SALISBURY — Stormwater runoff concerns could see some action in Salisbury with the City Council indicating general support of a bio-retention project on Market Street.
Funded by a Maryland Department of Natural Resources (MDNR) grant, totaling approximately $250,000, the bio-retention project would be constructed adjacent to City Parking Lot number 12.
The area would include native plants and be designed in a manner to funnel stormwater runoff away from the watershed. The plants and soils used for the bio-retention would filter incoming water before it enters storm drains. The plans were crafted by the Center for Watershed Protection (CWP) and have reached the 95-percent design stage.
“The city has worked closely with CWP and extensive effort has been made to balance the amount of disturbance to the existing City Parking Lot,” read a memo from Jennifer Mills, assistant director of internal services, “and to also achieve the goal of properly designing the stormwater bio-retention area to function properly to reduce nutrients and sediments before entering the Wicomico River.”
While a special effort is being made to minimize the disturbance of the project on the parking lot, the city will lose at least a few spaces.
“The creation of the bio-retention area will also result in the elimination of up to four parking spaces, two of which are metered spaces and two of which are permit spaces,” wrote Miller. “There is also the possibility that we will gain an additional parking space (for a net loss of three spaces) but as of this writing, that has not been finalized.”
The greater impact that the council wondered about, however, was how the bio-retention project would mesh with an expansion of the city’s River Walk. Council President Jake Day asked that the city seek some clarification on how the two projects will work together in the same general area. He admitted that he was surprised that the $250,000 MDNR grant didn’t have any provisions related to River Walk.

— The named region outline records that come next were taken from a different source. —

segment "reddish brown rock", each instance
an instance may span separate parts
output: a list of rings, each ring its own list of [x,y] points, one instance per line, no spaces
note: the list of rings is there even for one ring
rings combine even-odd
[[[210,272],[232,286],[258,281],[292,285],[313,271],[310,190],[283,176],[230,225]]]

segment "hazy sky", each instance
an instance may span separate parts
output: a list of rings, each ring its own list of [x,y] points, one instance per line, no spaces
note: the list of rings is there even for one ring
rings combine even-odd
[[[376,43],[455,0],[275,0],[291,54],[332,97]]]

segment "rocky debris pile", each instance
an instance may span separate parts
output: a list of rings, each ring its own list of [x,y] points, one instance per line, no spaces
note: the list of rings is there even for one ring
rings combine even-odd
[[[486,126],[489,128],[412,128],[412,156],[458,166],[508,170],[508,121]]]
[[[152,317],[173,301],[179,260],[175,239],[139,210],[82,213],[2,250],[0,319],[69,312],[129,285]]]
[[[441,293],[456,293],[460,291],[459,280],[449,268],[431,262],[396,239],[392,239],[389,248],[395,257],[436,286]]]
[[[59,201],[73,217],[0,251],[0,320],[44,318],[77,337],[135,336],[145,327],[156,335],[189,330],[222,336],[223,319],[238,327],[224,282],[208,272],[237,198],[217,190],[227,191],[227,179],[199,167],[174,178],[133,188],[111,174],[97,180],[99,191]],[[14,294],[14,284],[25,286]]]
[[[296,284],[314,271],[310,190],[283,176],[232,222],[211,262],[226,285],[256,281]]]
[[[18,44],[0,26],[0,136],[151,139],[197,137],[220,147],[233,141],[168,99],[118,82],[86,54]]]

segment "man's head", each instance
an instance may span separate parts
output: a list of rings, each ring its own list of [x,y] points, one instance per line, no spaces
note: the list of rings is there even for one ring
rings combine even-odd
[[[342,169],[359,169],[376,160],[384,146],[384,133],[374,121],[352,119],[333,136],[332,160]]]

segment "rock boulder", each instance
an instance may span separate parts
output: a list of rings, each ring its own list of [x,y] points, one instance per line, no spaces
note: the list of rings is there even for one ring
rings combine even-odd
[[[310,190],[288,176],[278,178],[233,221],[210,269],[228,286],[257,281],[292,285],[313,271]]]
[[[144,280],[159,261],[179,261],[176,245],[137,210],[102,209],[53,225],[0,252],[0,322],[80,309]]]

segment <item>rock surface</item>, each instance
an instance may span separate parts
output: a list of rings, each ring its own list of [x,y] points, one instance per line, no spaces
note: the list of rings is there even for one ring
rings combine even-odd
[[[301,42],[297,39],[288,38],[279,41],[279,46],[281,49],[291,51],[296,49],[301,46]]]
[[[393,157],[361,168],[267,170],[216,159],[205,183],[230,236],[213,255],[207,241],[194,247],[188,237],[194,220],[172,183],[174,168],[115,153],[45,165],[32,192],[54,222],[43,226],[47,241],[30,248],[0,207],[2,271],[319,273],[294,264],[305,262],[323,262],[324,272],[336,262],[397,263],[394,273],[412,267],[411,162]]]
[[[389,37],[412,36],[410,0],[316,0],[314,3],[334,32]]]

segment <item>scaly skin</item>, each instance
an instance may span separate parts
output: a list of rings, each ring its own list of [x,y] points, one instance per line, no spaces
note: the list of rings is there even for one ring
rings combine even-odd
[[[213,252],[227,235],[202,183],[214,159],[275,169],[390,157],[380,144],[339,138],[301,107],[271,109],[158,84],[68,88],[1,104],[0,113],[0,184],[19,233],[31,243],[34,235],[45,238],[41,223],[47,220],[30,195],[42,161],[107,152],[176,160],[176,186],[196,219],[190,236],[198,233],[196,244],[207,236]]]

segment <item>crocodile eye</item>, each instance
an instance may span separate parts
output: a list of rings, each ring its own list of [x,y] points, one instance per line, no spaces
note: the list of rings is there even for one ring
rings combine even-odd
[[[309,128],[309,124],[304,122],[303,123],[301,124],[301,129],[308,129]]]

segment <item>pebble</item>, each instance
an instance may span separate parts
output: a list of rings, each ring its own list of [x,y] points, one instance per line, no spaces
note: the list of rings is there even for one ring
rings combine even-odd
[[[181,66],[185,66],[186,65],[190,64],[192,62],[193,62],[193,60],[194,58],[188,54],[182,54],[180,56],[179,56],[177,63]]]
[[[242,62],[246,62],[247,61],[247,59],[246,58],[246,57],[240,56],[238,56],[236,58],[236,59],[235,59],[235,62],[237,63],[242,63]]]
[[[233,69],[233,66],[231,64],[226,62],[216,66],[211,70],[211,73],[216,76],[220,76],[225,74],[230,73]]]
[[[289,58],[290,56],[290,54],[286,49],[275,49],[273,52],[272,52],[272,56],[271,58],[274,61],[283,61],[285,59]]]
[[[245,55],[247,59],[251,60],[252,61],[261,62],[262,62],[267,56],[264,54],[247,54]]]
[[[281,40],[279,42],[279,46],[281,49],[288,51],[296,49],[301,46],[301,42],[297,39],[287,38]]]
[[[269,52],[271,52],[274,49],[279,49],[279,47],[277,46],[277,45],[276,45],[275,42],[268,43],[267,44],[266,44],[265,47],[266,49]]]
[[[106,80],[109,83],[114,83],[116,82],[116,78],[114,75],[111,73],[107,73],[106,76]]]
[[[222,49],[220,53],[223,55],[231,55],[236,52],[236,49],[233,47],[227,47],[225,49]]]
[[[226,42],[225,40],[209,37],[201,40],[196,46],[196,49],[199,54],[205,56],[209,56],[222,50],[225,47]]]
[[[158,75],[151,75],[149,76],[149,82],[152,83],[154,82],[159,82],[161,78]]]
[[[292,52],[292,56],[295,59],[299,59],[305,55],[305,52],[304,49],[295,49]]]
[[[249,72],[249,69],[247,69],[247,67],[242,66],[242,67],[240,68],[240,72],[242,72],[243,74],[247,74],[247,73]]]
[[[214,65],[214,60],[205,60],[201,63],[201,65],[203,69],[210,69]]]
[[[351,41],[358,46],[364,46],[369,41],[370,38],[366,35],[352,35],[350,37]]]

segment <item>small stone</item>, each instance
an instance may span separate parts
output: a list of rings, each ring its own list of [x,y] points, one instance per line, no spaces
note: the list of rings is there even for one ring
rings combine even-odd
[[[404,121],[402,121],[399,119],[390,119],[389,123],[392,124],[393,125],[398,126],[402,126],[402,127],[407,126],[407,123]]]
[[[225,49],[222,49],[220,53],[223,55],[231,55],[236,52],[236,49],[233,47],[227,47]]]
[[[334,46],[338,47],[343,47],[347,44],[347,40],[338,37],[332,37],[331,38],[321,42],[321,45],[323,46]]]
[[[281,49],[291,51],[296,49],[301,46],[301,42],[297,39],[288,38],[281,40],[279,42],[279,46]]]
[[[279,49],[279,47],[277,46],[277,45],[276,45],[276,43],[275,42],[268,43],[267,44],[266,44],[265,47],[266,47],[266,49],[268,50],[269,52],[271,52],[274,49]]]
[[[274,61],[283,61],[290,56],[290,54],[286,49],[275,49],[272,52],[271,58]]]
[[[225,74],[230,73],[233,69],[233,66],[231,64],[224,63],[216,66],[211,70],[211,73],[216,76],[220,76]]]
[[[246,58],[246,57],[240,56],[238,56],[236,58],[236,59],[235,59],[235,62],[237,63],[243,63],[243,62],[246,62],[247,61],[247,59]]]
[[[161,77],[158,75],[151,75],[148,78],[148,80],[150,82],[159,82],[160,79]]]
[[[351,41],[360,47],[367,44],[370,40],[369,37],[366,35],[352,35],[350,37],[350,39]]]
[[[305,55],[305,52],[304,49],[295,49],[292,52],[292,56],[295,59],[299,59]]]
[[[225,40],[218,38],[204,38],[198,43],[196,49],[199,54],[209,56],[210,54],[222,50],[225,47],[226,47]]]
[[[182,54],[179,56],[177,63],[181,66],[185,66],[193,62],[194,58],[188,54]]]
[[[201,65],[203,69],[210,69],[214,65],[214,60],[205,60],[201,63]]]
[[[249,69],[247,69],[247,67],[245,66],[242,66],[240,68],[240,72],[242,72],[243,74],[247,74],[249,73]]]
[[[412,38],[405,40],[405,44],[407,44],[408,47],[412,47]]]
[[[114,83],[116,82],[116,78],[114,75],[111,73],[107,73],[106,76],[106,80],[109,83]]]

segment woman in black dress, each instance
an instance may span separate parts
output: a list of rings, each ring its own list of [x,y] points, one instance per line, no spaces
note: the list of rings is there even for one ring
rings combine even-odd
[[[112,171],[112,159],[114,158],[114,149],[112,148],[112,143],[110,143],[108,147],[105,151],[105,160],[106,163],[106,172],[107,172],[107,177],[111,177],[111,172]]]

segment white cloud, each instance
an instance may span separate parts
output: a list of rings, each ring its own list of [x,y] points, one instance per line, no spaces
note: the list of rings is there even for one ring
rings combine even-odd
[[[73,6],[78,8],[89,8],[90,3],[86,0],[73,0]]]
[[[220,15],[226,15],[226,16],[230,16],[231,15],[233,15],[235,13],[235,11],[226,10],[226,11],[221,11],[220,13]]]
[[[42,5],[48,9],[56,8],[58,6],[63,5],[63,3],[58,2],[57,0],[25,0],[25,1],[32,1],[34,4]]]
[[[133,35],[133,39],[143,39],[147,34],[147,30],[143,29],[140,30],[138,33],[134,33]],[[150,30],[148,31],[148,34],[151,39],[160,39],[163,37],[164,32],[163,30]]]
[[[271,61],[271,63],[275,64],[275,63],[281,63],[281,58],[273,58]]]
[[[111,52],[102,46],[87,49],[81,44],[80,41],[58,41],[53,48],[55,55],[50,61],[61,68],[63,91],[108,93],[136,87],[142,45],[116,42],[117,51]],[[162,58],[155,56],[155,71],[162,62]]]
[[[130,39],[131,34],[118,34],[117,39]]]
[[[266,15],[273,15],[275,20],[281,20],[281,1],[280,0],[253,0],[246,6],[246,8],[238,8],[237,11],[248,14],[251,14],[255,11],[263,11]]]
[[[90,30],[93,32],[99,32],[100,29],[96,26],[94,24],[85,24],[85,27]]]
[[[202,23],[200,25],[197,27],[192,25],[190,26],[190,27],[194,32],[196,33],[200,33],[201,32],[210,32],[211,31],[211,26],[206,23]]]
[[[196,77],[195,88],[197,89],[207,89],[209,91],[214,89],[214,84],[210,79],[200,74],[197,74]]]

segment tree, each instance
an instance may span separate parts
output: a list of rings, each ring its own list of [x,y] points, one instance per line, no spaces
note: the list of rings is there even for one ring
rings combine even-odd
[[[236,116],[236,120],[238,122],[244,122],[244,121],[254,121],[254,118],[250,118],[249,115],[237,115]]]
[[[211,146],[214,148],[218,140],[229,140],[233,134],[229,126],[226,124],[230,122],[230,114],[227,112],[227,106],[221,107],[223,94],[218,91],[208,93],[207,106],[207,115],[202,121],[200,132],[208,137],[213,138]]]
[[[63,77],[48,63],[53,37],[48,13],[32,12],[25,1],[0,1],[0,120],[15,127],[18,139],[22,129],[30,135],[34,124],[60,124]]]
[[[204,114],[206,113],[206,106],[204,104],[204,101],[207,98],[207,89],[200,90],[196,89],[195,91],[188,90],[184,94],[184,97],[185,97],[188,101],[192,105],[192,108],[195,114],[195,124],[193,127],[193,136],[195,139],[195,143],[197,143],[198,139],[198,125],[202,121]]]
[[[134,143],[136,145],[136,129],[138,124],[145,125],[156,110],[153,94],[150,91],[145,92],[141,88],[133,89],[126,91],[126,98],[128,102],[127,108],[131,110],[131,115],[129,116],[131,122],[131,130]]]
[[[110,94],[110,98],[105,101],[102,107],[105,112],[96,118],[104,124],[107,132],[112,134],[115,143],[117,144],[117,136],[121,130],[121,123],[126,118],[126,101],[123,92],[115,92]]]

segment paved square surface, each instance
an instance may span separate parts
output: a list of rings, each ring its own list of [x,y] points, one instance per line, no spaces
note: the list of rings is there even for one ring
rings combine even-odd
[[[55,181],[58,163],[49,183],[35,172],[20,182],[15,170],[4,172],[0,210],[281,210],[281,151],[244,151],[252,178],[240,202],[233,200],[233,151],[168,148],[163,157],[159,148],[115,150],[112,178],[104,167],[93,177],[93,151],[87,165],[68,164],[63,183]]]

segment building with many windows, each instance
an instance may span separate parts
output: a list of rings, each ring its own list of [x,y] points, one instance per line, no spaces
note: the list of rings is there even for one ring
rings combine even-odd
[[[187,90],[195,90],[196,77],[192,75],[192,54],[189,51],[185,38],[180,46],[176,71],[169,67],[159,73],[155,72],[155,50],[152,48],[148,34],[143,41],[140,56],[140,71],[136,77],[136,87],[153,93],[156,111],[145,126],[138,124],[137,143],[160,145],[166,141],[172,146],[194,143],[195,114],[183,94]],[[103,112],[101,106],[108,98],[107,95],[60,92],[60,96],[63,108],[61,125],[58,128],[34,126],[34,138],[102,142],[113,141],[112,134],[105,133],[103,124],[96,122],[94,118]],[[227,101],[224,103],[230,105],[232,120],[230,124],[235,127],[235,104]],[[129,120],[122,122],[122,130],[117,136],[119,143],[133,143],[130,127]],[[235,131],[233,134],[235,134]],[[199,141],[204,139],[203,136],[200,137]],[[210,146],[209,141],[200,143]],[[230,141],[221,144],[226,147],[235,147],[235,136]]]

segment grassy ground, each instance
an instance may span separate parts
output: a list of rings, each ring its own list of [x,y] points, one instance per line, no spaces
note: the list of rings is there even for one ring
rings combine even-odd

“My understanding was, and it might have been a mistaken understanding,” said Day, “but my understanding was when we voted on accepting the grant that River Walk was part of that.”
But that is not the case and Day asked that River Walk be kept in mind as the bio-retention moves forward. It will be, according to Miller.
“River Walk would probably go over the bio-retention area … so what we are envisioning in the future is it would continue along like a boardwalk over the bio-retention area,” she said.
The council consented to vote on beginning the project at their next legislative meeting Monday.